Tuesday, January 26, 2010
Seed Order: Complete!
Today we finished ordering seeds for the coming season, everything from salad greens and juicy heirloom tomatoes, dinosaur kale and sweet red Carmen peppers to a variety of cut flowers with funny and exotic names; Pumpkin-on-a-Stick, Old Mexico Zinnia's and Snow-on-the-Mountain. I can almost picture the garden at full bloom, vines heavy with fruit and beds bursting with color. I can't wait for summer! But until then, we've got a ton of planning to do.
We attended our first Grand Traverse Neighborhood Association meeting, the neighborhood that we and Aldrich Park live in. After presenting a bit about the project, and answering some questions from some very curious neighbors, a group of small business owners, farmers, city officials and lifetime Flint residents, we received unanimous support for the farm on Aldrich. This is awesome, because we'll be submitting this letter of support with the proposal.
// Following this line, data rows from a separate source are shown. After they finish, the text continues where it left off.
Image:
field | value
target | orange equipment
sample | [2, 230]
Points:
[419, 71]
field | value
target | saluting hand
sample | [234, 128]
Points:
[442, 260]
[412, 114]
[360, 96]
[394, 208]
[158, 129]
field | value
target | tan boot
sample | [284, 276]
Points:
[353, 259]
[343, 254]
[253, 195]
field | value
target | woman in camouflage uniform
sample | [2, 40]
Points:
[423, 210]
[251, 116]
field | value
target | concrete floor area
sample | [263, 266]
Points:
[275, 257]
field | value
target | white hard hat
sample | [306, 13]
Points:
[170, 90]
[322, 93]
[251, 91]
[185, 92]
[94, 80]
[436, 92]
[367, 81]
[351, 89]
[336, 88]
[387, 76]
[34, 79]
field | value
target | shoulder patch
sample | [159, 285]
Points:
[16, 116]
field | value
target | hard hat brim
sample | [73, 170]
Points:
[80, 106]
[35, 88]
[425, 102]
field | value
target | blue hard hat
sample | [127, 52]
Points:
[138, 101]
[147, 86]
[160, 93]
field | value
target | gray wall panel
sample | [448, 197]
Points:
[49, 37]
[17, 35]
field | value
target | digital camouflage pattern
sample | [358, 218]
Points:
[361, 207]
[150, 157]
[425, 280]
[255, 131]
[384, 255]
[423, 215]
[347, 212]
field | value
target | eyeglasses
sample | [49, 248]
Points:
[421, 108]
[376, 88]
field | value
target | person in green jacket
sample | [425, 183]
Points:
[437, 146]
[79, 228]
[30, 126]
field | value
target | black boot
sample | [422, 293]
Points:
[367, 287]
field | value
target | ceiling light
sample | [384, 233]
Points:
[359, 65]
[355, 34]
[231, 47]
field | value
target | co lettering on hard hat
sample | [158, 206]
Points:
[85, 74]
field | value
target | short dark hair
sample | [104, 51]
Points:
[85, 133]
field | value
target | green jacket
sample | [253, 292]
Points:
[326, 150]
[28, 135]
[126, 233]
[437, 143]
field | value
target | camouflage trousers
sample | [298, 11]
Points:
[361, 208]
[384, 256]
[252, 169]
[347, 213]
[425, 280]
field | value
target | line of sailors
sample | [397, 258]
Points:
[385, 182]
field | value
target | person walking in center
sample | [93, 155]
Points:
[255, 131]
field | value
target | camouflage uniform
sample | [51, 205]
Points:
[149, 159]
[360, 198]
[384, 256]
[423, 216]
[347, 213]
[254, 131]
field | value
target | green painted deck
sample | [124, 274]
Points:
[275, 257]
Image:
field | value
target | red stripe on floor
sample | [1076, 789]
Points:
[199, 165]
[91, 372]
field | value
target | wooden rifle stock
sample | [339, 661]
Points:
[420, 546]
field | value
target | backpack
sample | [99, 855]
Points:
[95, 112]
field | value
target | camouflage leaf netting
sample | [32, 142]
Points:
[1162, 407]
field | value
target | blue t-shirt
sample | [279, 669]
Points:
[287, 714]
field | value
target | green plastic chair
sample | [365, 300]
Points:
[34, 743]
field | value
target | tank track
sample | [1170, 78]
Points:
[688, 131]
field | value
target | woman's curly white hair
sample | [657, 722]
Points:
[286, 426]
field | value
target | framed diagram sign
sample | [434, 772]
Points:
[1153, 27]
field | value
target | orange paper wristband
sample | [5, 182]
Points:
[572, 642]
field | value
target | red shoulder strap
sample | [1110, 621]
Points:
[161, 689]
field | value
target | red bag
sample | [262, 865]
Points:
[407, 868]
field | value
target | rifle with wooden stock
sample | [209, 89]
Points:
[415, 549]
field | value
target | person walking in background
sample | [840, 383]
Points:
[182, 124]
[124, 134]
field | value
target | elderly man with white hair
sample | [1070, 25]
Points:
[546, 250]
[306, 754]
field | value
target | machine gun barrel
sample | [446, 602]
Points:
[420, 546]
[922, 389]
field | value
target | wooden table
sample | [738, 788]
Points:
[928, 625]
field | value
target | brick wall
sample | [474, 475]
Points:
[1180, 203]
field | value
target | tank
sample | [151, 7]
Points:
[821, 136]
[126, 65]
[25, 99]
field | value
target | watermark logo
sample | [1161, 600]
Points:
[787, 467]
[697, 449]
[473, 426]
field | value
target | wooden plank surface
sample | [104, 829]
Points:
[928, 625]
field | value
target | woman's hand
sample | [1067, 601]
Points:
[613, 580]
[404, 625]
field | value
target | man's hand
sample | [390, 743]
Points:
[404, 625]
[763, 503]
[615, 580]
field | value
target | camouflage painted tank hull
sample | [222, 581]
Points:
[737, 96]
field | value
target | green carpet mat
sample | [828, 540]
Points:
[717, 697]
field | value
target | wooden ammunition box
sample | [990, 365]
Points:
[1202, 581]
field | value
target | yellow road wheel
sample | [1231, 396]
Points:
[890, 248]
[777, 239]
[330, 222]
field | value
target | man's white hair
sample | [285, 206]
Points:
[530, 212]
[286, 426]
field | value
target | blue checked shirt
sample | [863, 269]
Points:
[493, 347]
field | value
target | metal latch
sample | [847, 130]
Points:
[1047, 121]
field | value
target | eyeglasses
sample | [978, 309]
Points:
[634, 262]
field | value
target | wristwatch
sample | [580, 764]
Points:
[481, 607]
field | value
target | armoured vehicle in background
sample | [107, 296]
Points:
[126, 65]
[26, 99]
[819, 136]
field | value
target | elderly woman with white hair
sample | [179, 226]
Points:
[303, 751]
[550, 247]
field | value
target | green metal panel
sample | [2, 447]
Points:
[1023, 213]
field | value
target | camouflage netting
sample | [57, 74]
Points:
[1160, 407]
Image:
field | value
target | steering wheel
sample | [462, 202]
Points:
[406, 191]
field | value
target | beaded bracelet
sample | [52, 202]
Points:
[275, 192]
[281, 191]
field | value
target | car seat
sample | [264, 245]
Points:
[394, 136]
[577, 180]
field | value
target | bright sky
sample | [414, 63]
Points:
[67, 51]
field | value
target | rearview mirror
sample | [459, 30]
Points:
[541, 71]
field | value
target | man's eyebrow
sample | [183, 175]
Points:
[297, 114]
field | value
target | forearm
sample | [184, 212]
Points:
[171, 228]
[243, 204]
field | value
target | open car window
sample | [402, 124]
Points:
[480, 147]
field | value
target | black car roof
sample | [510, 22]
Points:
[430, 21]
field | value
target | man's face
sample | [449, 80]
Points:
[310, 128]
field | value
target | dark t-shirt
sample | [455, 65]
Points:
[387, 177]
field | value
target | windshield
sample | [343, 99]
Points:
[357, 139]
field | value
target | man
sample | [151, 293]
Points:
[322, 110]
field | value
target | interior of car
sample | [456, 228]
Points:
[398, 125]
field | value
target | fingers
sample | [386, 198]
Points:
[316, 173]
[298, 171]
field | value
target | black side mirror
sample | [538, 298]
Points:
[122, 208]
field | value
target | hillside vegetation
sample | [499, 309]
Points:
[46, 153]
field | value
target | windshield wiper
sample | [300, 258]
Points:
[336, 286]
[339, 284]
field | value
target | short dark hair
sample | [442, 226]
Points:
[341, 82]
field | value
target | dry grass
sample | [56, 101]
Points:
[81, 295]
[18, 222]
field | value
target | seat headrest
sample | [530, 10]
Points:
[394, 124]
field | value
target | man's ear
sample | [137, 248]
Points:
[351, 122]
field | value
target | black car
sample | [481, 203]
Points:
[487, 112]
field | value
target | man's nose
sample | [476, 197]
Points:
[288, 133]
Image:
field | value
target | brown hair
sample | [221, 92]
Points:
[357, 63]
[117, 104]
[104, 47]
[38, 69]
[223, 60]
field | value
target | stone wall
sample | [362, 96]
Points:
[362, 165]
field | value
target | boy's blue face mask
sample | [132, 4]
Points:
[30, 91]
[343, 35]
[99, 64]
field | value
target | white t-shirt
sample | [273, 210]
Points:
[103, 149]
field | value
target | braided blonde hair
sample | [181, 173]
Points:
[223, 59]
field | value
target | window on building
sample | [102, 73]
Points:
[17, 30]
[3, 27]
Twyla and I took a little trip down to City Hall to meet with Craig from the Department of Transportation to look at some very old aerial maps of water lines all throughout Flint. Some maps were from 1908! It appears there are three main lines that are relatively close to Aldrich; one runs down Hall Street, North of Court, another runs along Fenton and the third on Atwood. We went out to the site with Craig and he measured the approximate distance from the main line at Atwood to the center of the park: give or take 300 feet. With 300 feet of pipe, plus labor and reconstruction, the running total would come to near $30,000.
I've been reading up on city partnerships and collaborations with urban farms and gardens so that we can try to build on what already exists, in terms of policy and regulation. What precedents are there for public-private partnerships and urban agriculture? Check out Growing Power's Chicago projects on Grant Park and Jackson Park, both collaborations with the Chicago Park District. Alemany Farm in San Francisco is also a partnership with Parks and Recreation, city agencies and nonprofits. Real Food Farm is also located on city park land and works in collaboration with Baltimore service corps and city public schools.